A abrir o concerto, estiveram os britânicos The Maccabees, que já haviam marcado presença no festival Optimus Alive deste ano, no mesmo dia em que outra banda de mover milhões (Radiohead) esteve em Portugal. Mais uma vez, a banda de Orlando Weeks veio mostrar o seu disco mais recente Given to the Wild, editado em Janeiro deste ano e um dos nomeados ao prestigiado Mercury Prize. À frente do palco, reunia-se um pequeno grupo de fãs que durante os 45 minutos do concerto mostrou entusiasmo pela presença da banda. O resto da multidão, porém, mostrava-se ansiosa pelo prato principal da noite e tal fez-se sentir no ambiente (já composto) do recinto durante o intervalo de meia hora entre os concertos, que parecia interminável.
Tal era a expectativa para ver o duo de Akron, Ohio, que, momentos antes de a banda entrar em palco, sente-se a iminente euforia colectiva de cerca de dez mil pessoas. Os aplausos e ovações multiplicam-se quando se ouvem os primeiros acordes de guitarra de “Howlin’ For You” (e do concerto). Nesse momento, ocorre talvez o momento mais insólito da noite, quando o microfone de Dan Auerbach mostra ter problemas de ligação. Em consequência disso, um dos singles mais conhecidos da banda tornar-se-ia assim num instrumental, não fossem os “la la la” do refrão que se faziam sentir, graças ao baixista e ao público que cantavam em uníssono.
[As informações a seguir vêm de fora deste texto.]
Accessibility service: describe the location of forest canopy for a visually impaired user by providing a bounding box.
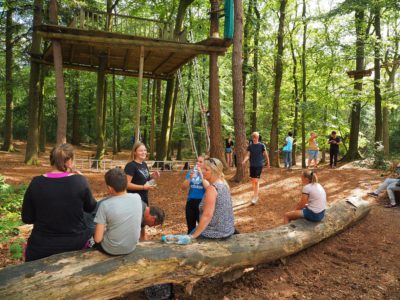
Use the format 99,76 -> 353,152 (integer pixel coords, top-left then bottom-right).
0,0 -> 400,166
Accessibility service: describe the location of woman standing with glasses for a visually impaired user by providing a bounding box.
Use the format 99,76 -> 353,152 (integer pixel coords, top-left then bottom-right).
21,144 -> 96,261
284,171 -> 326,224
191,158 -> 235,239
182,156 -> 210,234
124,142 -> 160,205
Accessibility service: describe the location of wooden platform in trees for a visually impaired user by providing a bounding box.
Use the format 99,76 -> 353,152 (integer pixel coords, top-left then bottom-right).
0,199 -> 371,299
35,25 -> 231,79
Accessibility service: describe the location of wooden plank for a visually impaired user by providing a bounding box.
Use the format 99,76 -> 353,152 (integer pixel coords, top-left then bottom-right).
107,48 -> 111,69
135,46 -> 144,143
68,44 -> 75,63
122,49 -> 129,71
0,201 -> 372,300
89,46 -> 94,66
38,25 -> 226,54
153,52 -> 175,73
144,50 -> 153,63
32,58 -> 172,80
165,55 -> 197,76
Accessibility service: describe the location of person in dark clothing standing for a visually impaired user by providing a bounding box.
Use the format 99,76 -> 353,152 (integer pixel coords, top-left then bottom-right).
21,144 -> 96,261
124,142 -> 160,205
242,132 -> 270,204
328,131 -> 341,168
225,134 -> 234,167
182,156 -> 210,234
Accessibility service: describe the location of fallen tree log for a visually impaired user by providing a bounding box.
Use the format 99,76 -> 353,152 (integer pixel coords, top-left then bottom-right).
0,198 -> 371,299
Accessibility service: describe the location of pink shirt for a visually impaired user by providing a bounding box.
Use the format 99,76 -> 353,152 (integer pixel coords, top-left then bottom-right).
46,172 -> 70,178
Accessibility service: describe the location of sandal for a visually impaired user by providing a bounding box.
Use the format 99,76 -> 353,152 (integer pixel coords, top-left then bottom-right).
385,204 -> 397,208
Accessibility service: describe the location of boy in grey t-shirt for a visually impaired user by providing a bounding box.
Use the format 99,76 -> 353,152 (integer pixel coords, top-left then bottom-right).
94,168 -> 142,255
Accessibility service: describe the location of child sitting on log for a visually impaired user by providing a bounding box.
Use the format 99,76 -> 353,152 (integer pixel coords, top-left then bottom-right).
94,168 -> 143,255
284,171 -> 326,224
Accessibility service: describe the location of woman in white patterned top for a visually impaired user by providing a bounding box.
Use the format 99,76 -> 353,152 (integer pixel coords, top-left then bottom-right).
283,171 -> 326,224
191,158 -> 235,239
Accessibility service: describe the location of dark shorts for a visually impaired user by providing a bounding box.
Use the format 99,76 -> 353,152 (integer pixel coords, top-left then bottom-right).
250,167 -> 262,178
303,207 -> 325,222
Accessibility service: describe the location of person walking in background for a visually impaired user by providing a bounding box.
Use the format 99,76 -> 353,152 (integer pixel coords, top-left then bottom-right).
182,156 -> 210,234
225,134 -> 234,167
367,164 -> 400,208
282,131 -> 293,170
283,171 -> 326,224
242,132 -> 270,204
307,132 -> 319,169
93,168 -> 142,255
328,131 -> 341,169
21,144 -> 96,261
190,158 -> 235,239
124,142 -> 160,205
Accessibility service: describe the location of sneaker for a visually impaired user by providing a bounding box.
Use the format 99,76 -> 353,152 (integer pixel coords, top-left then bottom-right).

Resolvido o problema técnico, a banda retoma em força (e com voz), com “Next Girl” e “Run Right Back”, temas a que o público reagiu, fosse a acompanhar a cantoria em coro dos respectivos refrões ou a dançar de acordo com os riffs de guitarra. Esta dupla de canções não só restaurou a fé na banda, como serviu de sinal introdutório à presença predominante dos últimos dois discos (Brothers, de 2010 e El Camino de 2011) neste concerto. Claro que houve também momentos de reminiscência, e a prová-lo foram temas como “Thickfreakness” (a piscar o olho ao álbum com o mesmo nome de 2003) ou “Girl Is On My Mind” (a única faixa de Rubber Factory a marcar presença no concerto). Mas o concerto centrou-se sobretudo no trabalho musical da banda dos últimos 3 anos (até Auerbach anunciou “Same Old Thing”, tema do disco de 2008 Attack & Release, como uma canção já antiga), ao ponto de não se ouvir nem uma música do LP de estreia The Big Come-Up (algo frustrante, sobretudo para quem já esperava ver a banda ao vivo em Portugal desde o seu início de carreira).
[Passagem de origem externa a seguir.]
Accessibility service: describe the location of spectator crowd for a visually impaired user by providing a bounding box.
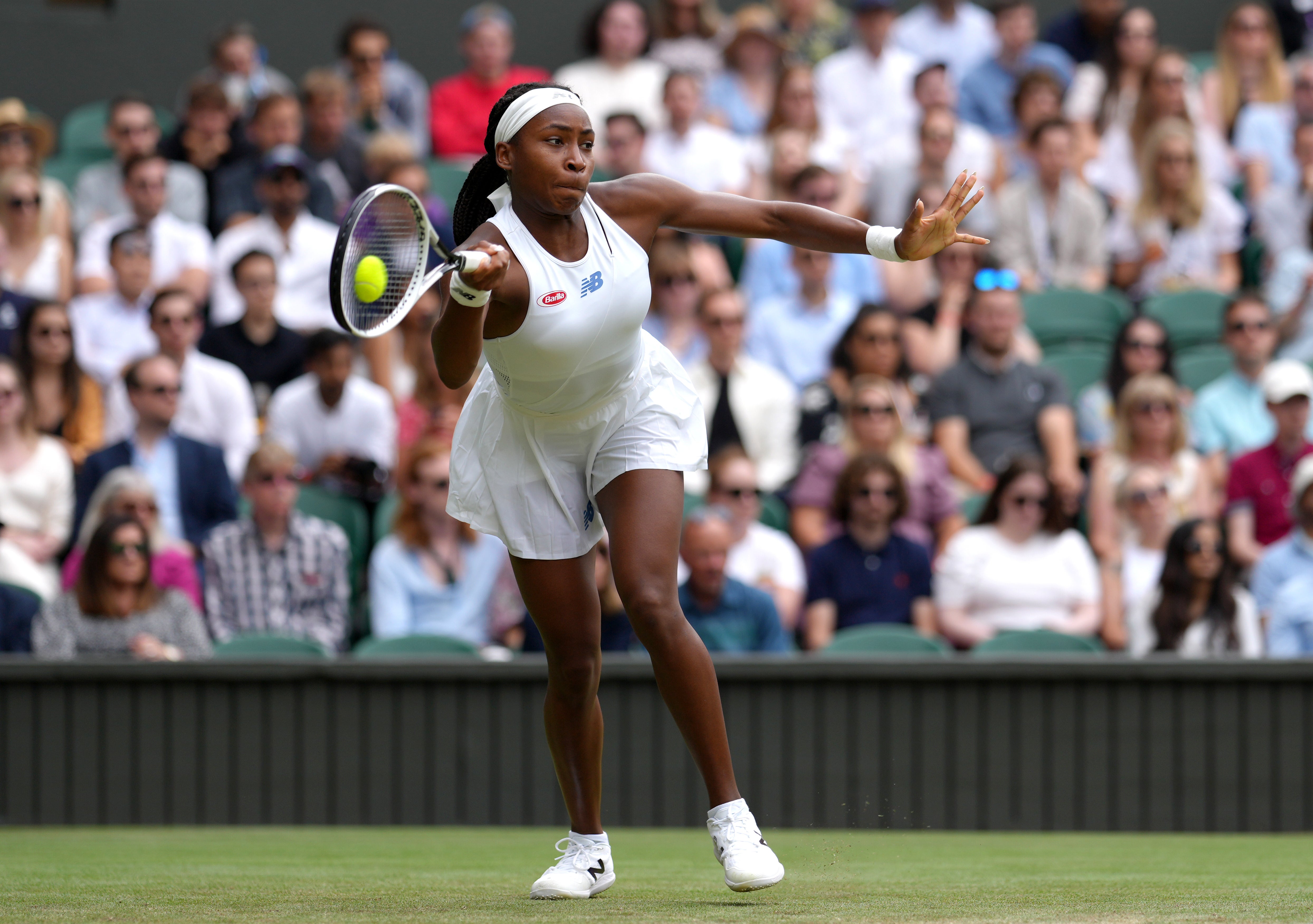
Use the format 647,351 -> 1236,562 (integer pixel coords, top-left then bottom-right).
0,0 -> 1313,660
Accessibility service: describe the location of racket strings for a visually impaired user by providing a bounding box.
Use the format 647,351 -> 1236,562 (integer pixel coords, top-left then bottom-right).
340,192 -> 428,331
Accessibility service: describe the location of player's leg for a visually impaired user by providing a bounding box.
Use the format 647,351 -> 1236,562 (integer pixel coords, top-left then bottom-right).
598,469 -> 784,891
511,551 -> 616,898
No recinto lisboeta, foi de se louvar a eficácia musical do duo ao vivo, seja a hipnotizar uma multidão de espectadores (como se verificou em “Little Black Submarines”, em que cada acorde, verso ou pausa foi minuciosamente calculado até se atingir o clímax final), a reproduzir em pormenor a sonoridade das canções (com efeito, temas como “Dead and Gone” ou “Tighten Up” foram interpretados de maneira tão perfeita que chegava a dar a impressão que a banda tocava em playback) ou então a experimentar arranjos distintos das mesmas (jogaram com as variações de ritmo a diferentes velocidades em “Your Touch”; “Strange Times” deixou em casa os tons psych-rock e vestiu-se com roupagens mais pesadas, próprias de stoner-rock; e “Sinister Kid” que ganhou um novo vigor com um ritmo vivaço a substituir o tom sombrio da gravação original).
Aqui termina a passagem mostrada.